On the other hand, the horizontal zone of $2,471-$2,470 seems to have emerged as an immediate strong support, below which gold price could slide towards the 50-day simple moving average (SMA), currently located near the $2,435 region. A convincing break below the latter could trigger some technical selling and expose the 100-day SMA, around the $2,386 zone, with some intermediate support near the $2,400 round figure.

Gold FAQs


Gold has played a pivotal role in human history as it has been widely used as a store of value and a medium of exchange. Today, apart from its luster and use for jewelry, the precious metal is considered a safe haven asset, meaning it is considered a good investment in turbulent times. Gold is also considered a hedge against inflation and currency depreciation as it is not dependent on any particular issuer or government.


Central banks are the largest holders of gold. In their aim to support their currencies in turbulent times, central banks tend to diversify their reserves and buy gold to improve the perception of the strength of the economy and the currency. High gold reserves can be a source of confidence in a country’s solvency. Central banks added 1,136 tonnes of gold worth about $70 billion to their reserves in 2022, according to data from the World Gold Council. This is the largest annual purchase on record. Central banks in emerging economies such as China, India and Turkey are rapidly increasing their gold reserves.


Gold has an inverse correlation with the US Dollar and US Treasury bonds, which are the main reserve and safe haven assets.
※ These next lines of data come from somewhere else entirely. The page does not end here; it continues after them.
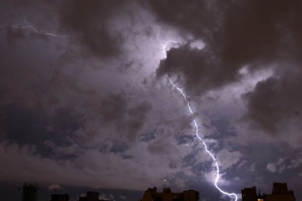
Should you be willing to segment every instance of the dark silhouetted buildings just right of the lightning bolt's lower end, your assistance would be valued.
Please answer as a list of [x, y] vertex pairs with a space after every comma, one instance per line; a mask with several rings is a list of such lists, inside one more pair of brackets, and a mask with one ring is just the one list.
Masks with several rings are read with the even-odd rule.
[[256, 193], [256, 186], [244, 188], [241, 190], [242, 201], [295, 201], [292, 190], [287, 189], [287, 183], [273, 183], [271, 194]]

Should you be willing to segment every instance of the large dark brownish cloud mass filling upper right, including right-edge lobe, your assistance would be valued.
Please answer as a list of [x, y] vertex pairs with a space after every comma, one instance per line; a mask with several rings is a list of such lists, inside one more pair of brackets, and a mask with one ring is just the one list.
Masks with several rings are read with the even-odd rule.
[[[249, 73], [273, 69], [243, 97], [241, 121], [269, 134], [300, 132], [302, 5], [298, 1], [196, 2], [149, 1], [158, 21], [193, 40], [167, 51], [157, 75], [175, 76], [190, 95], [204, 94], [243, 81]], [[193, 47], [196, 40], [205, 47]], [[273, 68], [272, 68], [273, 66]], [[193, 98], [193, 96], [191, 96]], [[294, 137], [295, 136], [295, 137]]]

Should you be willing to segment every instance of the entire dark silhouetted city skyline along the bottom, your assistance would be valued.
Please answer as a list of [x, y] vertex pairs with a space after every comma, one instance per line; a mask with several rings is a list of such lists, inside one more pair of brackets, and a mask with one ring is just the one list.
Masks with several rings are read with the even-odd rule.
[[[21, 189], [19, 189], [21, 190]], [[78, 196], [71, 195], [69, 198], [69, 193], [65, 192], [54, 192], [51, 193], [51, 199], [39, 196], [43, 188], [39, 186], [37, 182], [23, 183], [22, 187], [22, 201], [38, 201], [38, 200], [47, 200], [47, 201], [113, 201], [113, 195], [106, 195], [100, 193], [99, 191], [87, 191], [85, 194], [82, 193]], [[142, 193], [142, 192], [141, 192]], [[79, 193], [78, 193], [79, 194]], [[271, 192], [261, 193], [260, 189], [257, 189], [257, 186], [244, 187], [241, 189], [241, 195], [239, 199], [242, 201], [278, 201], [278, 200], [287, 200], [294, 201], [295, 196], [294, 192], [291, 189], [288, 189], [287, 183], [274, 182]], [[49, 195], [48, 195], [49, 196]], [[78, 197], [78, 198], [75, 198]], [[122, 198], [122, 197], [120, 197]], [[133, 199], [136, 201], [199, 201], [203, 200], [203, 195], [199, 194], [198, 191], [194, 189], [184, 189], [182, 192], [175, 192], [166, 184], [163, 186], [162, 191], [158, 191], [156, 186], [150, 188], [148, 187], [141, 198]], [[18, 200], [16, 198], [13, 198]], [[13, 200], [12, 198], [9, 200]], [[224, 197], [220, 197], [217, 191], [217, 197], [215, 200], [224, 200]]]

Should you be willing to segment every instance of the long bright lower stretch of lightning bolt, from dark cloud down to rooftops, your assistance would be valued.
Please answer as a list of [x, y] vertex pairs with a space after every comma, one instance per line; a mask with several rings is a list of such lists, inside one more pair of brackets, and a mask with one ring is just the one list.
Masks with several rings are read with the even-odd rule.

When the Dollar depreciates, the price of Gold tends to rise, allowing investors and central banks to diversify their assets in turbulent times. Gold is also inversely correlated with risk assets. A rally in the stock market tends to weaken the price of Gold, while sell-offs in riskier markets tend to favor the precious metal.


Gold prices can move due to a wide range of factors. Geopolitical instability or fears of a deep recession can cause the price of Gold to rise rapidly due to its status as a safe haven asset. As a non-yielding asset, Gold prices tend to rise when interest rates fall, while rising money prices often weigh down the yellow metal. Still, most of the moves depend on how the US Dollar (USD) performs, as the asset is priced in dollars (XAU/USD). A strong Dollar tends to keep Gold prices in check, while a weaker Dollar is likely to push Gold prices higher.